Belgian personal income tax return form unique in its complexity

Belgians still judge their tax returns to be too complex

Brussels, 24 May 2012 – An international tax survey conducted by Deloitte shows that completing Belgian tax returns is more complex and time-consuming compared to many other countries. As part of the survey, Deloitte asked fellow tax consultants from 22 countries* for their views about their tax returns. The results show that Belgium is ahead of its neighbours when it comes to the electronic processing of returns, but they also indicate that the taxation process could be operated more efficiently, both for taxpayers and for the government itself. It would for example be possible to gain efficiency by decreasing the amount of personal deductions and by providing a clearer framework for business expenses. Also, shortening the tax return process by taking out the official notice of assessment (which does not exist in most countries) would be a step in the right direction. A summary of some of the more striking conclusions can be found below.

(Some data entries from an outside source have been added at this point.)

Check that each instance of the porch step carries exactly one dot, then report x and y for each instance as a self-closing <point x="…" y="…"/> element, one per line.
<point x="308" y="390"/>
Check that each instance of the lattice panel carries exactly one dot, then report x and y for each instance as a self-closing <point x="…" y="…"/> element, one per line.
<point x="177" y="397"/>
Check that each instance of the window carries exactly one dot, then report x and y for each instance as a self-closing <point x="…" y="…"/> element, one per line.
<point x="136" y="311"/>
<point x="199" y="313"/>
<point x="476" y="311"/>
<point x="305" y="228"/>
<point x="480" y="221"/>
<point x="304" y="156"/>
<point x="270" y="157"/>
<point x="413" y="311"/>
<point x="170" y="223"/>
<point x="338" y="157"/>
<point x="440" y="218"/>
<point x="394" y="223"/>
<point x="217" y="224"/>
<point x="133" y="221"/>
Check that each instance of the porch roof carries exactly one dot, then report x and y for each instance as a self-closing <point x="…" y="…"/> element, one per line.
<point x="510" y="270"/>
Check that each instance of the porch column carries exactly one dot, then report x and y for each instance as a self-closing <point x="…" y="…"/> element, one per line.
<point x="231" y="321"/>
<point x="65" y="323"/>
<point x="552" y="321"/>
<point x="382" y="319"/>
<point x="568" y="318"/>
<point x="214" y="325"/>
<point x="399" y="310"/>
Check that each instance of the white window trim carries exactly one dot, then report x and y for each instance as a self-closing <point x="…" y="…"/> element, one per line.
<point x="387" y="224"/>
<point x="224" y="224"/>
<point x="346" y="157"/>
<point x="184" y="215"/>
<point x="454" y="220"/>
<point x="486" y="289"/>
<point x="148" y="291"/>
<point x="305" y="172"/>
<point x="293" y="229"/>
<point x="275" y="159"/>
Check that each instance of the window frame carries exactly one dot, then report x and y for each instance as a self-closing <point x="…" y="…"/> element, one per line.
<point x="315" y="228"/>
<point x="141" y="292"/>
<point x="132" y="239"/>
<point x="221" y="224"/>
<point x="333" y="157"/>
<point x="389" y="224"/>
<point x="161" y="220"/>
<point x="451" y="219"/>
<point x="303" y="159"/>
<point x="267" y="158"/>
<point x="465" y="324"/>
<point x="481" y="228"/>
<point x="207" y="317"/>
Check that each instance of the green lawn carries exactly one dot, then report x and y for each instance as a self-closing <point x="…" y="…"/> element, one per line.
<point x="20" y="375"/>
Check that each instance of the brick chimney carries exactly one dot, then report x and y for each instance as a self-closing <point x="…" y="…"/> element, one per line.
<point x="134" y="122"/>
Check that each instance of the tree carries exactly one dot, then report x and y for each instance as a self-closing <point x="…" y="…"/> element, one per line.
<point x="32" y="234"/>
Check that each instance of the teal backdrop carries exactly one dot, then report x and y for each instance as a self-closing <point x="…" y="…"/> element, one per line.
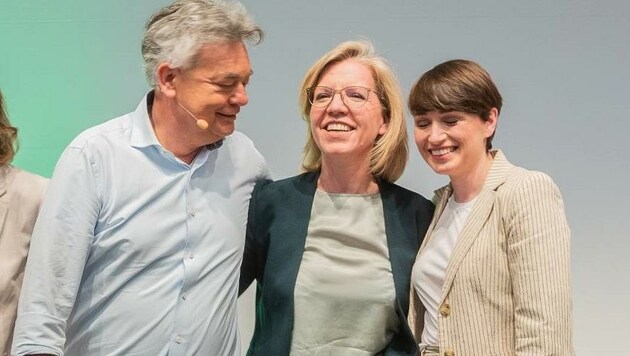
<point x="68" y="65"/>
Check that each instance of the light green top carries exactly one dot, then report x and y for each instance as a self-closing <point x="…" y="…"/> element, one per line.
<point x="344" y="293"/>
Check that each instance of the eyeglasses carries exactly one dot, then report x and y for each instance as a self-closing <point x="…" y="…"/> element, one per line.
<point x="353" y="96"/>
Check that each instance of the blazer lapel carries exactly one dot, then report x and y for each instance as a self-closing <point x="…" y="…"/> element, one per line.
<point x="440" y="199"/>
<point x="478" y="216"/>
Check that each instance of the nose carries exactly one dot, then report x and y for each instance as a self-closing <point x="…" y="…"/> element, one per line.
<point x="337" y="104"/>
<point x="436" y="134"/>
<point x="239" y="96"/>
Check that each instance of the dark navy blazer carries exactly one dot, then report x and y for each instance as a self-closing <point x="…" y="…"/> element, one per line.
<point x="279" y="214"/>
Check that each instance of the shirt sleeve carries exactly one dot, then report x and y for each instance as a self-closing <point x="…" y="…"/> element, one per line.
<point x="60" y="245"/>
<point x="539" y="262"/>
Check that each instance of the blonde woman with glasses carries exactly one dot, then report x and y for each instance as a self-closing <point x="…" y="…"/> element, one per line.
<point x="332" y="249"/>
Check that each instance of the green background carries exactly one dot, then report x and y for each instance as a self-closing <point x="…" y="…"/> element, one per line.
<point x="66" y="66"/>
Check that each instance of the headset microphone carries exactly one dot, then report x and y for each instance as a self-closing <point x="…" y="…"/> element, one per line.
<point x="202" y="124"/>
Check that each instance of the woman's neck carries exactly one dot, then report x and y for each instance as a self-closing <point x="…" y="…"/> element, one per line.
<point x="345" y="177"/>
<point x="466" y="187"/>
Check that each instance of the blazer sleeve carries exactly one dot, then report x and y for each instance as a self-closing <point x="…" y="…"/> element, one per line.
<point x="539" y="261"/>
<point x="254" y="252"/>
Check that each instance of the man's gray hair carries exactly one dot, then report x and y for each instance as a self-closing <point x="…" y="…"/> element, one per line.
<point x="176" y="33"/>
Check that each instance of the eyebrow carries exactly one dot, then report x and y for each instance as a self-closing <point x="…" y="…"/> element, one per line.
<point x="232" y="76"/>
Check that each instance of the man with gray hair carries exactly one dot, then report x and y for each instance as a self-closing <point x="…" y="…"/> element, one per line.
<point x="139" y="240"/>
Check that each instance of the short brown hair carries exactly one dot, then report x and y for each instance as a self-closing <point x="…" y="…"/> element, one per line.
<point x="8" y="136"/>
<point x="456" y="85"/>
<point x="389" y="154"/>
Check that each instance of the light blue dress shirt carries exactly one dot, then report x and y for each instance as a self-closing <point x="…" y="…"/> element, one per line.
<point x="136" y="252"/>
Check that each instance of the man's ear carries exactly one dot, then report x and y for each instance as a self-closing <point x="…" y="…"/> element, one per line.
<point x="165" y="79"/>
<point x="491" y="123"/>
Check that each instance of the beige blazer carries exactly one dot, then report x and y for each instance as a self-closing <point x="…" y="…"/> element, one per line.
<point x="507" y="289"/>
<point x="20" y="196"/>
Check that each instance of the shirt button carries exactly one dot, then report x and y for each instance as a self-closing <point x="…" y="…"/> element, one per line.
<point x="445" y="309"/>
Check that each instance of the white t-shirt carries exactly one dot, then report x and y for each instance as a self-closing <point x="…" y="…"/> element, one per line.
<point x="429" y="271"/>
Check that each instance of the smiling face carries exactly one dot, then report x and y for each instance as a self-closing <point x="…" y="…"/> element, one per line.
<point x="453" y="143"/>
<point x="346" y="131"/>
<point x="213" y="90"/>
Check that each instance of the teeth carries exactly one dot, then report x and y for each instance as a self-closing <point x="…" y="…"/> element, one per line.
<point x="442" y="151"/>
<point x="338" y="127"/>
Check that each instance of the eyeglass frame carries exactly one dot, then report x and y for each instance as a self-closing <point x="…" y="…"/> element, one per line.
<point x="310" y="91"/>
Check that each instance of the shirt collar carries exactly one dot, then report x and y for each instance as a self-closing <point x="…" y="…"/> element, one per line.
<point x="142" y="134"/>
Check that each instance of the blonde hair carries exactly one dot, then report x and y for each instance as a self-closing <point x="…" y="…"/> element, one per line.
<point x="389" y="154"/>
<point x="8" y="136"/>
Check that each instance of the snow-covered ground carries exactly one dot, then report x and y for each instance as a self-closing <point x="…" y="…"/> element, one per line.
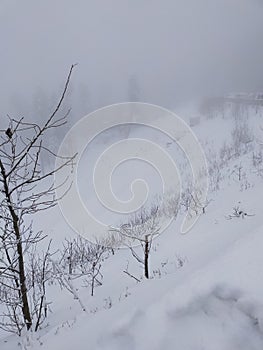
<point x="205" y="290"/>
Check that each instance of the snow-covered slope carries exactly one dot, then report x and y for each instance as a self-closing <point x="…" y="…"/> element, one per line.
<point x="205" y="290"/>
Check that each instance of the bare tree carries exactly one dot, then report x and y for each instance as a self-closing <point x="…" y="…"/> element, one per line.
<point x="82" y="259"/>
<point x="141" y="230"/>
<point x="25" y="191"/>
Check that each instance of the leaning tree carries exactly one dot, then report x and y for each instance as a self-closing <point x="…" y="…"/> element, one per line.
<point x="25" y="190"/>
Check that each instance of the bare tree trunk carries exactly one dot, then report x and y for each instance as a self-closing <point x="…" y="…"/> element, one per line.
<point x="19" y="249"/>
<point x="146" y="257"/>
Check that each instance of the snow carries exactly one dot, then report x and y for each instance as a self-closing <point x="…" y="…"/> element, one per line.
<point x="206" y="293"/>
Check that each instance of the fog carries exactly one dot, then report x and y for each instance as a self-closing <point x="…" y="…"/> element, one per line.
<point x="169" y="52"/>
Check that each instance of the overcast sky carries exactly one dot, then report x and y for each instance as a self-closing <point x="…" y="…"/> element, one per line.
<point x="177" y="49"/>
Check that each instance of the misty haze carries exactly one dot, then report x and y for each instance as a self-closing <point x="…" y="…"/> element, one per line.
<point x="131" y="174"/>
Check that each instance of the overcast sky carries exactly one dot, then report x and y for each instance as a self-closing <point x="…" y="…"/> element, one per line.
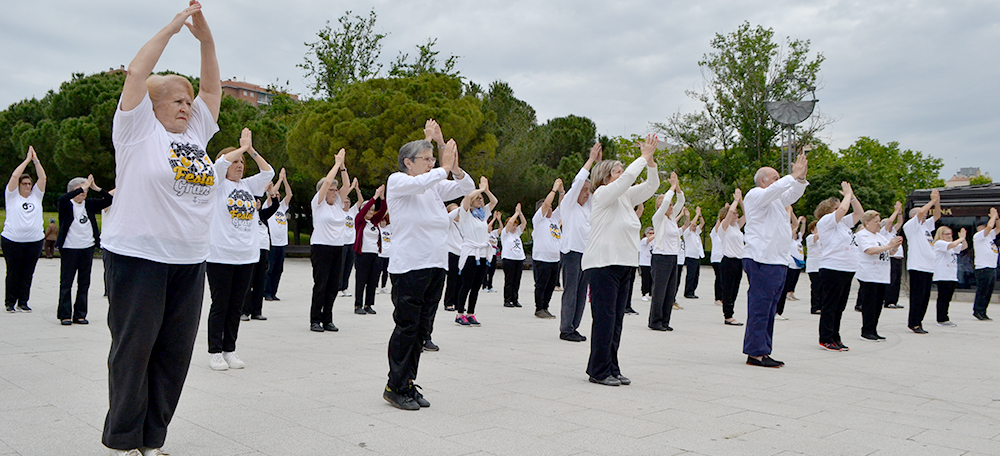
<point x="923" y="73"/>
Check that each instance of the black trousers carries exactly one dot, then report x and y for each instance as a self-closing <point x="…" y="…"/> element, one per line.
<point x="327" y="261"/>
<point x="985" y="281"/>
<point x="545" y="274"/>
<point x="74" y="262"/>
<point x="610" y="289"/>
<point x="732" y="274"/>
<point x="366" y="279"/>
<point x="664" y="271"/>
<point x="153" y="314"/>
<point x="920" y="295"/>
<point x="229" y="284"/>
<point x="791" y="279"/>
<point x="453" y="280"/>
<point x="836" y="288"/>
<point x="21" y="258"/>
<point x="275" y="266"/>
<point x="645" y="280"/>
<point x="693" y="266"/>
<point x="470" y="281"/>
<point x="870" y="298"/>
<point x="815" y="292"/>
<point x="415" y="295"/>
<point x="946" y="289"/>
<point x="491" y="270"/>
<point x="717" y="288"/>
<point x="348" y="266"/>
<point x="895" y="277"/>
<point x="254" y="302"/>
<point x="512" y="270"/>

Only China does not allow personal deductions to be reported in the tax return

Of all the countries included in the Deloitte survey, only China does not allow for the possibility of taxpayers making personal deductions to lower the tax burden. In over 70% of the countries, these deductions can however generate significant tax savings. In Belgian there are many ways to make a personal deduction; decreasing the number of ways to make personal deductions would greatly simplify the tax return process.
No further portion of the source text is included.